The one band Quentin Tarantino wanted for ‘Once Upon a Time in Hollywood’
Quentin Tarantino has been celebrated as much for his carefully curated soundtracks as for the films they accompany. His 1994 magnum opus Pulp Fiction, for example, has one of the most famous soundtracks of all time, darting between the father of rock and roll, Chuck Berry, and the 1970s funk of Kool & the Gang.
But Tarantino’s penchant for soundtracks doesn’t stop there, and the Kill Bill series has musical moments that are almost as iconic as Mia and Vincent’s twist-off at Jack Rabbit Slim’s. The opening titles of the first Kill Bill instalment are accompanied by Nancy Sinatra’s ‘Bang Bang (My Baby Shot Me Down)’, while the Bride and O-Ren Ishii’s tense final duel is soundtracked by Santa Esmeralda’s playful ‘Don’t Let Me Be Misunderstood’.
In fact, since his debut, Tarantino has been preoccupied with the task of pairing the perfect song with each scene. Or, more often than not, an imperfect song, one that is notably at odds with the scene’s events, making the scene all the more affecting. His first movie, Reservoir Dogs, provides an example of his masterful juxtaposition of music and action, given that the director accompanied a brutal torture scene with Stealers Wheel’s country rock track, ‘Stuck In The Middle With You’. The scene became iconic, gaining a new audience for the track and for Tarantino.
Tarantino’s distinctive scores have become as much a part of his auteurship as his stylised violence or his excessive expletives. At the Grammy Museum in 2019, the director himself stated, “I’m almost as proud of my discography as I am of my filmography. And I think part of that is making hard choices, and it’s always about how this song goes into that song.”

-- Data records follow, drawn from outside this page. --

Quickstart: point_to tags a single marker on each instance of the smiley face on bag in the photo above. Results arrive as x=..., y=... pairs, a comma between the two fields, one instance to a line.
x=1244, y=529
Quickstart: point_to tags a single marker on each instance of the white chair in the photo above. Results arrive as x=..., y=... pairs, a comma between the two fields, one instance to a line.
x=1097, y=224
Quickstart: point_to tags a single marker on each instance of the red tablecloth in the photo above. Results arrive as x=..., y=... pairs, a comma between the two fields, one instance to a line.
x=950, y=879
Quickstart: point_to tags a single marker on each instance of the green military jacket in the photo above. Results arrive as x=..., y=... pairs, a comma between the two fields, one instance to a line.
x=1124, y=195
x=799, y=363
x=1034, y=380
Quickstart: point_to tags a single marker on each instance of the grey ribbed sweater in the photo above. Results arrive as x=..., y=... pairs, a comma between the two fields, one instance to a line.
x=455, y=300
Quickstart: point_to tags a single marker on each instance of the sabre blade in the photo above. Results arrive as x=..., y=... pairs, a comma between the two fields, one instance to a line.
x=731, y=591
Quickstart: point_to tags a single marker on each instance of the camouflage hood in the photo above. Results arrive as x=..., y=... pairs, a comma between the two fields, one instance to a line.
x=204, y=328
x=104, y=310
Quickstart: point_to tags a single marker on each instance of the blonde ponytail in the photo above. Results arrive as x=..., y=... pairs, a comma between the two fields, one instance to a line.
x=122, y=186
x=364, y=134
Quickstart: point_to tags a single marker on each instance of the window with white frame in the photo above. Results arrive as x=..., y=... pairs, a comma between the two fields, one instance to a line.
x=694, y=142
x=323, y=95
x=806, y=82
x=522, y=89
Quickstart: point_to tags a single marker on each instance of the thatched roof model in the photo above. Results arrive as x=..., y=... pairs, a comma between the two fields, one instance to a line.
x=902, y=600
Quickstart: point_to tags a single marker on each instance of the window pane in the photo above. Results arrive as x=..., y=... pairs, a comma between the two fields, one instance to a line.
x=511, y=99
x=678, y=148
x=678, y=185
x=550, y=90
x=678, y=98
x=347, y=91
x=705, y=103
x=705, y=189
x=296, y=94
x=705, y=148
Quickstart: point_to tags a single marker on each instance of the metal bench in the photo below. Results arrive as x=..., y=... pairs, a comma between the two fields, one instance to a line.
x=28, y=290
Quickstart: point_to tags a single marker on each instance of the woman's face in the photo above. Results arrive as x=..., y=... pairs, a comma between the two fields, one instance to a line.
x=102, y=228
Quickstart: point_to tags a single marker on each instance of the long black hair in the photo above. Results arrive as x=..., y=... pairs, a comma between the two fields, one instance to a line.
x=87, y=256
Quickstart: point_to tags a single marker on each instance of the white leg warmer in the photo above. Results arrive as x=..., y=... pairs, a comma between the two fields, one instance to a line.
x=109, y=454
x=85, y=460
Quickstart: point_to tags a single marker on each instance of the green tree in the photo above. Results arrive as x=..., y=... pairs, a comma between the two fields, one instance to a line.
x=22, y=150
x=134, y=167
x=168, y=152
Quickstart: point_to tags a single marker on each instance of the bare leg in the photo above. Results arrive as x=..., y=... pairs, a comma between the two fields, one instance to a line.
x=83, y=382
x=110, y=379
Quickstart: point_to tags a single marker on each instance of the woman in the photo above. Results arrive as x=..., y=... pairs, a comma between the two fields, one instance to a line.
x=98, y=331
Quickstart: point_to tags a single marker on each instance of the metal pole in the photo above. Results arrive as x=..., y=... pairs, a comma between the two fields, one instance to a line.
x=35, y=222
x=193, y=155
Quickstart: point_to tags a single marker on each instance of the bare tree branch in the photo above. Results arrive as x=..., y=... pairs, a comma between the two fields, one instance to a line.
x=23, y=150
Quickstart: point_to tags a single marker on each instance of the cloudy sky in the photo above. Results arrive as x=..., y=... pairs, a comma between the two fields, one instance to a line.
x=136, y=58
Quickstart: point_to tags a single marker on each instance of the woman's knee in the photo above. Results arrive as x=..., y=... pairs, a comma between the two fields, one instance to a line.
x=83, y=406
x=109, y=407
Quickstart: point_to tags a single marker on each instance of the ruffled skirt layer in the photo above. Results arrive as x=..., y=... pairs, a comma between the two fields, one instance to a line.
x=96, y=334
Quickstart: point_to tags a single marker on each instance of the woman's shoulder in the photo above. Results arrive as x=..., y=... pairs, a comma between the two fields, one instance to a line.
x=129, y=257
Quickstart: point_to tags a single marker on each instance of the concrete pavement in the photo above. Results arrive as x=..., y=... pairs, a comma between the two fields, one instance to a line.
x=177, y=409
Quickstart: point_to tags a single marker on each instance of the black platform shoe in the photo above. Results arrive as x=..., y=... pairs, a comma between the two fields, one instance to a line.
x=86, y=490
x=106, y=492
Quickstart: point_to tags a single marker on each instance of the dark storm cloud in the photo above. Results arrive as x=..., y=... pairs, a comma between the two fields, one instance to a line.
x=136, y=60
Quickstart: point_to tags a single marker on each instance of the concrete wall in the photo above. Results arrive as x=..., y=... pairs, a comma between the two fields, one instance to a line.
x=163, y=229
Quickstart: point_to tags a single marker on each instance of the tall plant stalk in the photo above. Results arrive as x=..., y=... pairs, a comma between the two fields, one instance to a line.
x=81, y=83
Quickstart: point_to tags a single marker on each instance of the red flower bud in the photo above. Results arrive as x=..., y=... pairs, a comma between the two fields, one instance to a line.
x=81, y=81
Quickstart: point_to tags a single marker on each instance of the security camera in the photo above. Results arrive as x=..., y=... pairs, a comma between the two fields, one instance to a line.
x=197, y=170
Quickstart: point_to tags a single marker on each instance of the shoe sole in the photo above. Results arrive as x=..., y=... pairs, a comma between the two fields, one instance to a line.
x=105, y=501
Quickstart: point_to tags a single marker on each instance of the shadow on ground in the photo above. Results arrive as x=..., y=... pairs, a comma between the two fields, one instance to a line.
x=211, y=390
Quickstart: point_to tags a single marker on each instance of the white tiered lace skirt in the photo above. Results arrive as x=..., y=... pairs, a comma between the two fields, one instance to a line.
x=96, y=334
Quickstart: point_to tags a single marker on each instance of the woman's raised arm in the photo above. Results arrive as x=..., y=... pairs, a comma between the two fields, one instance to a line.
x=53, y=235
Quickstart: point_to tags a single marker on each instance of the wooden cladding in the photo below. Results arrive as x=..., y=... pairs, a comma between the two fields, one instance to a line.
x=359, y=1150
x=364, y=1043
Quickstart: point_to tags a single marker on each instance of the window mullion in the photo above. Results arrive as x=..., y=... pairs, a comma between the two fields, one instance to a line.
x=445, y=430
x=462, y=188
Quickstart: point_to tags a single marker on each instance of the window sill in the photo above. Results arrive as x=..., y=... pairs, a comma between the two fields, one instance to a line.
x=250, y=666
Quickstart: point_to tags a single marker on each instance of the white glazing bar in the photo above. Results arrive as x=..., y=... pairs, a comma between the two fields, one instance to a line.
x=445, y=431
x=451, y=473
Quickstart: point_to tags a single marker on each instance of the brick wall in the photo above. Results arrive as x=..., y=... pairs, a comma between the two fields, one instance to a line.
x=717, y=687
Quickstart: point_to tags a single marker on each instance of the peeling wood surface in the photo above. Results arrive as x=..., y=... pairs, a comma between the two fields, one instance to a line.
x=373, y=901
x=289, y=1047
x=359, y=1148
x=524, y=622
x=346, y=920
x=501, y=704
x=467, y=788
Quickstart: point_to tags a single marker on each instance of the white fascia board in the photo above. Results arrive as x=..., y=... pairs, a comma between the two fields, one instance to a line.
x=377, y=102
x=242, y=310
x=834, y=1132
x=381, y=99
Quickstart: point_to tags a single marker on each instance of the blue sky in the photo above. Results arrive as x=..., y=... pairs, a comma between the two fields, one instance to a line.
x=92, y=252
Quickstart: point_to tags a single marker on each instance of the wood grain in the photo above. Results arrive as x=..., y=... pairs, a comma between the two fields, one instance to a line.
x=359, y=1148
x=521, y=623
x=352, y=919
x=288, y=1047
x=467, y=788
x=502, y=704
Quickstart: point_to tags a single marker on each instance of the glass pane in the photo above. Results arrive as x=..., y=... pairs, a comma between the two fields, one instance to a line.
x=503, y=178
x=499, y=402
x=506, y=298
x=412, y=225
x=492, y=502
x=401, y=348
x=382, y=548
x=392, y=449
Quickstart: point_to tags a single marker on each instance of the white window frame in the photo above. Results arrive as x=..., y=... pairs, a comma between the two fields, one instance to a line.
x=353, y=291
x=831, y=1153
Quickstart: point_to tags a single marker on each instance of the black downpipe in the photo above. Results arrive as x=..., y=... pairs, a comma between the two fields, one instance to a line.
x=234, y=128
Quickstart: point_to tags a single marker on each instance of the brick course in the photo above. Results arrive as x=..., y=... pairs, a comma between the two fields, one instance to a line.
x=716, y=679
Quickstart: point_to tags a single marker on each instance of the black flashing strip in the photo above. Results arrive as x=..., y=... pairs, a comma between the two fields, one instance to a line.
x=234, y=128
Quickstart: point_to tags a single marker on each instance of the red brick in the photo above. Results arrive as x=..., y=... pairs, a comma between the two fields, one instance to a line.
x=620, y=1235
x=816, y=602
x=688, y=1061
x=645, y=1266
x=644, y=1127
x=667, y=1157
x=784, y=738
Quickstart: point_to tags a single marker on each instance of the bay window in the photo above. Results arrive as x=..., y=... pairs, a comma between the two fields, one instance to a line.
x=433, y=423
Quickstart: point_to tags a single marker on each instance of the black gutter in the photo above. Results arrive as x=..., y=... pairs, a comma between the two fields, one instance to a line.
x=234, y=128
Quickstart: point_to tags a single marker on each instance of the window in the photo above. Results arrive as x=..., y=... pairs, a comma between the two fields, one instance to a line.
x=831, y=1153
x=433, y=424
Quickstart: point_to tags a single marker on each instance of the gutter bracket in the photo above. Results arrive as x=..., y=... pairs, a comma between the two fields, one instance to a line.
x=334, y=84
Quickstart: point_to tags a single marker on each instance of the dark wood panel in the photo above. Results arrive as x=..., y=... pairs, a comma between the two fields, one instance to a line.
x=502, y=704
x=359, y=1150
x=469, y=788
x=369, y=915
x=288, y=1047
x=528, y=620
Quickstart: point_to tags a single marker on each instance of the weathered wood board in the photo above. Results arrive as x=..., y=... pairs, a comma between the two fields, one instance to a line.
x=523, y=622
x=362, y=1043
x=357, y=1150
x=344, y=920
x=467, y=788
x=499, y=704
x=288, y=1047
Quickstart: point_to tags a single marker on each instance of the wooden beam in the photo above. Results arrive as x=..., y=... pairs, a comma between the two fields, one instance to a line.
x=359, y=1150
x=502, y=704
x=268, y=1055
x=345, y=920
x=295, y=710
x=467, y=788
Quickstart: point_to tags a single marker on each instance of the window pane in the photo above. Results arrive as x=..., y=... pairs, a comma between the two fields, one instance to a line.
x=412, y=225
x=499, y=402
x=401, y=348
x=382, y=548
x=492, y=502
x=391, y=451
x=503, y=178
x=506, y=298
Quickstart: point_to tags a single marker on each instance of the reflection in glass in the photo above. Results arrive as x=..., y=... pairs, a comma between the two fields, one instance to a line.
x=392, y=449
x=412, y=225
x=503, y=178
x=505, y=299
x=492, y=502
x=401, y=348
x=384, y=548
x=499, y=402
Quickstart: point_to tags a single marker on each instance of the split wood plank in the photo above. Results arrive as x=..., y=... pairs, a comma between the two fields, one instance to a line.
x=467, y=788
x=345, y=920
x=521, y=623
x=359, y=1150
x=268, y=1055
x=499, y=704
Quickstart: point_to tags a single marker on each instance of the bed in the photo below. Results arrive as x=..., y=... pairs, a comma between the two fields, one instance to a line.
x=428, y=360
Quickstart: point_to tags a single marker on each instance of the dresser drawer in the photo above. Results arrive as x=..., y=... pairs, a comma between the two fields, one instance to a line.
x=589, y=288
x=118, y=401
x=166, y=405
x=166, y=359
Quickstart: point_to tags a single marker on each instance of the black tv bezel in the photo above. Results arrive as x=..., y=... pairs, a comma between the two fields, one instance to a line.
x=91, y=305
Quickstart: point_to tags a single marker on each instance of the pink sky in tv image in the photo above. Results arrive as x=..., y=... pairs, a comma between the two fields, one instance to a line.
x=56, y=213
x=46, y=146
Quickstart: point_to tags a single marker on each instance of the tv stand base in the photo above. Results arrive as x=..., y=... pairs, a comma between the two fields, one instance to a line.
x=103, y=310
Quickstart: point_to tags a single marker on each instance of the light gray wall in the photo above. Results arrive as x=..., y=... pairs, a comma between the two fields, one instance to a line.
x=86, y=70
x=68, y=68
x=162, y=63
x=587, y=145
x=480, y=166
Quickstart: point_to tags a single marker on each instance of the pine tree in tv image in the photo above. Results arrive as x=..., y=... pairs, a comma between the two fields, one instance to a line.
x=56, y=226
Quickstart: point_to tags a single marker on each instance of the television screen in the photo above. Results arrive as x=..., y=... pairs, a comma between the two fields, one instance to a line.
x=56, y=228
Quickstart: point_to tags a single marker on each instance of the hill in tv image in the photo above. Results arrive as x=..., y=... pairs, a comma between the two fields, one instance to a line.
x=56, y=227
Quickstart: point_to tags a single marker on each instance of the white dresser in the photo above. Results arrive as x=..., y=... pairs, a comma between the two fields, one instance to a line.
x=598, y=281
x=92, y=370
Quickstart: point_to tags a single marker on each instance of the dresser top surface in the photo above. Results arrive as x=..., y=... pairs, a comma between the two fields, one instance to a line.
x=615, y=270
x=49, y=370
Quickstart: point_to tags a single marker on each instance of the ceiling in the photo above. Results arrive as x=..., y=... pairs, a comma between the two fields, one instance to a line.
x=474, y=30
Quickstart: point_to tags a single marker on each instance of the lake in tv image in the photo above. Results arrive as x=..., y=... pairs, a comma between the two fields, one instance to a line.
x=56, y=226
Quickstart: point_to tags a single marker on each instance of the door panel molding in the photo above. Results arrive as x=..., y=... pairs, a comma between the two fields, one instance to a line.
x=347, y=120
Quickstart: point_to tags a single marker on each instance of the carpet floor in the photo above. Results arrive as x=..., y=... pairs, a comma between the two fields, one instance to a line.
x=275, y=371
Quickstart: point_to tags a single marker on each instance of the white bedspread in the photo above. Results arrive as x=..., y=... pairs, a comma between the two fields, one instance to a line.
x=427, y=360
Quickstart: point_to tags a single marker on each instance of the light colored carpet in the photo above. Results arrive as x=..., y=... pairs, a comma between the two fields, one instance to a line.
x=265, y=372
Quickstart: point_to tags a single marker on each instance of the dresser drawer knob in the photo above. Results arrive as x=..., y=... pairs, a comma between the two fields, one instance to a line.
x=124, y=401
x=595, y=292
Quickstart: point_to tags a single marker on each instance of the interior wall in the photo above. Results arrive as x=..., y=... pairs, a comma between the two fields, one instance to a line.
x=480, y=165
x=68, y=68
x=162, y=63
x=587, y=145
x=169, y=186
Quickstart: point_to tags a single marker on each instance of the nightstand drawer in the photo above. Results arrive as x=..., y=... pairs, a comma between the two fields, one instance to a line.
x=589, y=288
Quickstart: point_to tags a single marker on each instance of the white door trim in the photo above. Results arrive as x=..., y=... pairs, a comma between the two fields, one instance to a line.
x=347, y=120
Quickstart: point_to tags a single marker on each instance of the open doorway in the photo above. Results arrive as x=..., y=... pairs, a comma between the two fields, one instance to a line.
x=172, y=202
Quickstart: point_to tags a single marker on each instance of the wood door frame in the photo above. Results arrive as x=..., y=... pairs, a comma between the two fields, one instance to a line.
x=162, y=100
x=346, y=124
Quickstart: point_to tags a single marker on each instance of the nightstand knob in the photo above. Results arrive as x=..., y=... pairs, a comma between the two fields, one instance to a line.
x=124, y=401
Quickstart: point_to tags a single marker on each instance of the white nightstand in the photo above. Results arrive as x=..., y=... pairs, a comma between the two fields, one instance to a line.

One film in which he was forced to make a hard choice was his 2019 dramedy Once Upon a Time in Hollywood, starring Leonardo DiCaprio, Brad Pitt and Margot Robbie. The film features around 60 different pieces of music, curated by Tarantino and music supervisor Mary Ramos from hours of 1969 KHJ-AM shows. He was set on using music from the time period, featuring the likes of Neil Diamond, Simon & Garfunkel, and excerpts of DJ Don Steele’s voice.
But Tarantino made the difficult decision not to include one of his initial musical ideas for the film. He recalls: “I thought it would be neat to take the band from Beyond the Valley of the Dolls, the Carrie Nations, and actually male it as if they’re real”. The band he is referring to is a fictional girl group from Russ Meyer’s 1970 melodrama Beyond the Valley of the Dolls.
The filmmaker continued: “And there’s even kind of a connection between the Manson family and Beyond the Valley of the Dolls anyway with Z-Man and with Phil Spector, for many reasons. So I actually thought it would be kind of cool to hear like ‘In the Long Run’ or ‘Look On Up at the Bottom’ coming out the radio and hear the disc jockey say, ‘Oh, it’s the newest hit from the Carrie Nations.'”
Tarantino’s idea was to use the band to hint at the fairytale, alternative reality nature of the world Once Upon a Time in Hollywood takes place in: “And that would be the first clue that maybe this doesn’t exactly take place in the world that you remember to a hundredth degree.”
In the end, Tarantino chose realism over fairytales and stuck to real bands for the soundtrack. The decision served him well, as critics praised the film’s use of music, and it obtained a nomination for ‘Best Compilation Soundtrack’ at the Grammys.